Ao limitar o casamento a uma questão de foro íntimo, contudo, subestima-se o peso que essa instituição tem sobre o tecido social. Qualquer pessoa que já tenha acompanhado um desenlace, ainda que pela fresta da porta, sabe o que significa – particularmente para os filhos. Por essas e outras, não há nada de reacionário em desejar uma sociedade organizada em torno da redução dos divórcios – e principalmente na compreensão desse fenômeno, para além da frieza das estatísticas do IBGE.
Seria um sinal de maturidade, sim, que outras organizações, além das igrejas, se ocupassem de entender por que o Brasil está se tornando uma sociedade divorciada, enfraquecida na base e fatalmente mais solitária. Os descasados estão na nossa nau dos desacertos – e passa da hora de resgatá-los.

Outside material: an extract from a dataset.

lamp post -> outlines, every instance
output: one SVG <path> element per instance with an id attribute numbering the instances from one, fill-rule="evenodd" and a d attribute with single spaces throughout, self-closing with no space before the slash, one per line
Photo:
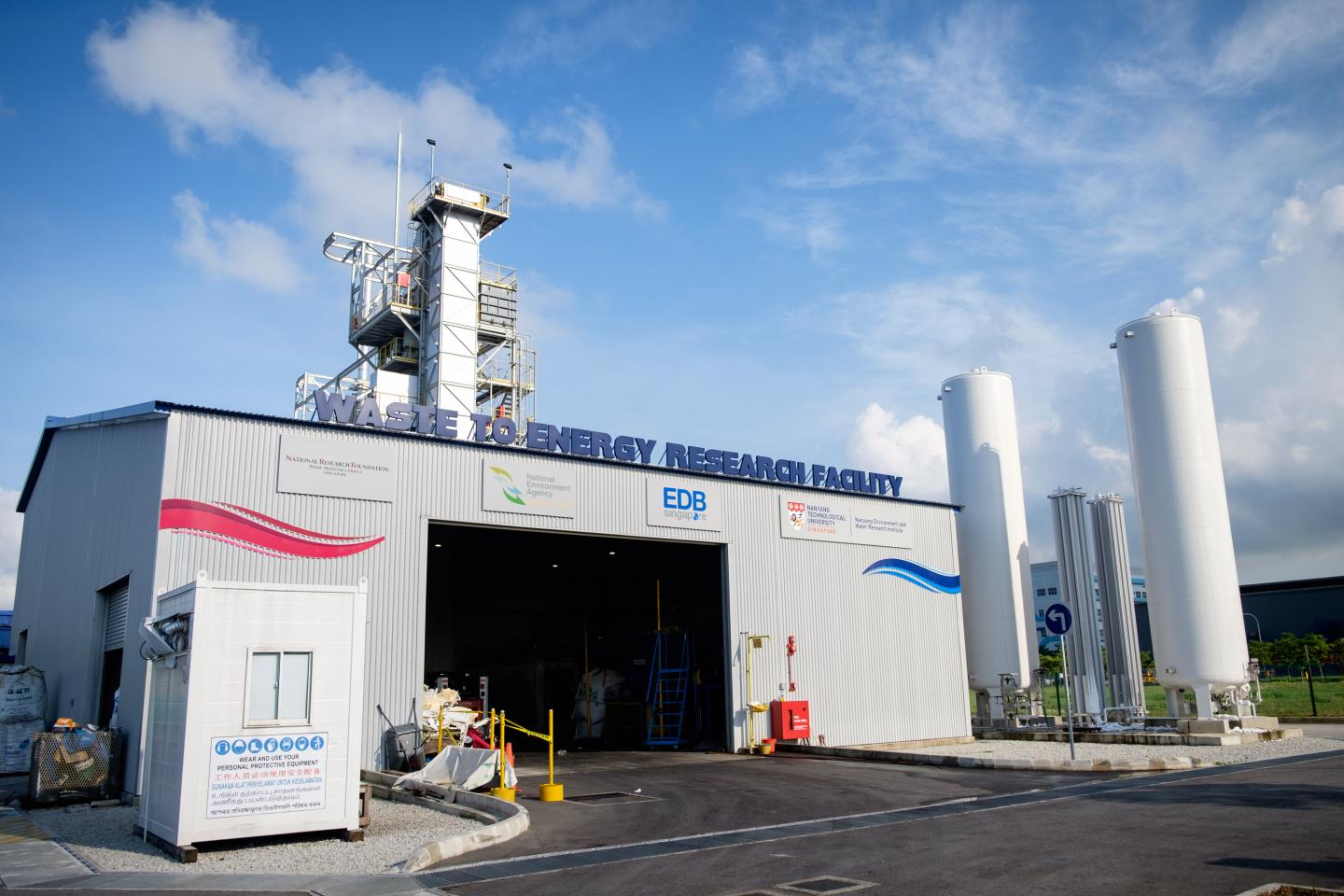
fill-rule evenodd
<path id="1" fill-rule="evenodd" d="M 1259 631 L 1259 619 L 1255 619 L 1255 614 L 1254 613 L 1243 613 L 1242 615 L 1243 617 L 1250 617 L 1251 619 L 1254 619 L 1254 622 L 1255 622 L 1255 639 L 1257 641 L 1265 641 L 1265 638 L 1261 635 L 1261 631 Z"/>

O senso comum já o comprova – o divórcio não é, como se diz a boca-pequena, um sinal de que as amarras da moral conservadora e da tradição católica foram desfeitas, instalando a Era de Aquarius e oba. Se fosse assim, o mundo estaria melhor, merecendo um novo mandamento divino na voz de Charlton Heston: “Divorciai-vos e encontrareis a felicidade.” Não é o que vê um professor, por exemplo, ao se deparar com uma sala de aula em que 50% dos alunos são filhos de lares desfeitos.
Os traumas da separação costumam ser tão grandes ou maiores do que os causados pela convivência arisca entre os cônjuges. Não raro, a família em crise abre caminho para outros desacertos da vida. O ideal é que a rede de proteção tenha estrutura para se ocupar disso também, tanto quanto faz com a situações de drogadição, abandono ou abuso contra crianças e adolescentes.

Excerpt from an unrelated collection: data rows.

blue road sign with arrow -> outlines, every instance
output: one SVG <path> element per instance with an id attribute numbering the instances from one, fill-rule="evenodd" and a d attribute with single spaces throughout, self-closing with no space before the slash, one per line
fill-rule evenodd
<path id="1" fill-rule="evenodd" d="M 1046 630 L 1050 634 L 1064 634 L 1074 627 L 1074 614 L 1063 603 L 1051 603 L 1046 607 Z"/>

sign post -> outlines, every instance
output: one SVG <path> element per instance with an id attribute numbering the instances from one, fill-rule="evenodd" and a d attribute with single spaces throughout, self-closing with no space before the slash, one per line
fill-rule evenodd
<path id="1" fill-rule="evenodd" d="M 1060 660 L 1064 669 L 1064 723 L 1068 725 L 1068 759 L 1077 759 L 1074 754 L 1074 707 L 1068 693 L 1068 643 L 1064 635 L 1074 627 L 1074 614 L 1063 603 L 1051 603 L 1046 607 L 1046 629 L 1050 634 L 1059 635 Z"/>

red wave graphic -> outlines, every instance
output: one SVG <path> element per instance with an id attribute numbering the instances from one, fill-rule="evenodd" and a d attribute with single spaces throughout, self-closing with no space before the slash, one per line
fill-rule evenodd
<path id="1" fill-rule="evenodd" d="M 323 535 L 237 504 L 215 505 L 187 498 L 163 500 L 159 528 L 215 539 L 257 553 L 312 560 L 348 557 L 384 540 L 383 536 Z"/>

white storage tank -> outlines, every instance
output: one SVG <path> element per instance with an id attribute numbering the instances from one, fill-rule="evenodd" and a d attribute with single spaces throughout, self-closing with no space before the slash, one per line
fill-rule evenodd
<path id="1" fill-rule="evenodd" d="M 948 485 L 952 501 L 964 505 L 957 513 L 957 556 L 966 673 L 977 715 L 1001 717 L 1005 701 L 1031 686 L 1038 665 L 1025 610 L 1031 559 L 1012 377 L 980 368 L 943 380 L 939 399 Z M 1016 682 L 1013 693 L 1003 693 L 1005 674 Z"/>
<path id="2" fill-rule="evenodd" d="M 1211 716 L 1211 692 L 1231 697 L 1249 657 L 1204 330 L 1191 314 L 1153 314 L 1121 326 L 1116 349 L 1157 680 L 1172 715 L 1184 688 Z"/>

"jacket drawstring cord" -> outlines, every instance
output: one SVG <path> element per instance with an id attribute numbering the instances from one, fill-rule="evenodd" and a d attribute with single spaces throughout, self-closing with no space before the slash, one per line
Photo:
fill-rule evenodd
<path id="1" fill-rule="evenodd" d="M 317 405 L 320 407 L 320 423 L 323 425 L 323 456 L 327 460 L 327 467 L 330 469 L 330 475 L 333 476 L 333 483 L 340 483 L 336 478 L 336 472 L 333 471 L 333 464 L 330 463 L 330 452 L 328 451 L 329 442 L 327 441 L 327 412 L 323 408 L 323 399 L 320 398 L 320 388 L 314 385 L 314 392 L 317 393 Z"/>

Bom, pode-se argumentar que não faltam instrumentos para amenizar os efeitos da separação irremediável, posto que toda separação é assim pintada: antes ela do que tiros trocados sob o mesmo teto. Casais cientes dos deveres para com os filhos costumam refazer o pacto de convivência, garantindo uma transição menos traumática para o novo consórcio. Modelo que não raro se transforma na divertida fórmula “os meus, os teus e os nossos” – marca das famílias formadas por segundos e terceiros casamentos.

Qualquer arranjo civilizado é, sim, para festejar. O que não implica em ignorar os maus lençóis em que o casamento está metido desde que se instalou a crise das instituições, desencadeada com o pós-Guerra, a revolução sexual, a contracultura. Esses momentos contribuíram para a reavaliação dos costumes, mas o fizeram demonizando a família, sem dó nem piedade. Tornou-se moeda corrente identificar a casa, o pai e a mãe, e o que eles ensinam, com um cenário mofado, um retrato em sépia – o que é no mínimo injusto.

A vida não é um filme da nouvelle vague. Passados 40 anos dos ventos dos anos 60, não é difícil deduzir que os atentados à família foram o preço altíssimo pago para que se instalasse uma sociedade secularista, gerando uma contradição da qual somos hoje reféns. Ao mirar sua metralhadora nos lares, as bandeiras libertárias afogaram, ainda no berço, a fonte do fazer coletivo, dos valores, reforçando justamente o que estava combatendo – o individualismo.

Como diz o filósofo francês Gilles Lipovetsky, à desinstitucionalização da família seguiu-se a febre do consumo, as religiões à la carte, a corrida pela beleza a qualquer preço. Certos enquadramentos sociais foram aniquilados – o que teve ganhos inegáveis. Mas se abriu demais a porteira ao consumo e ao relativismo, instalando uma espécie de “revolução individualista”. O divórcio é fruto da dor da separação, é claro. Não se pode julgar os separados. Mas em larga escala, tal como se vê, só pode ser filho da intolerância e do hedonismo. Para ambos há remédio – remédio caseiro.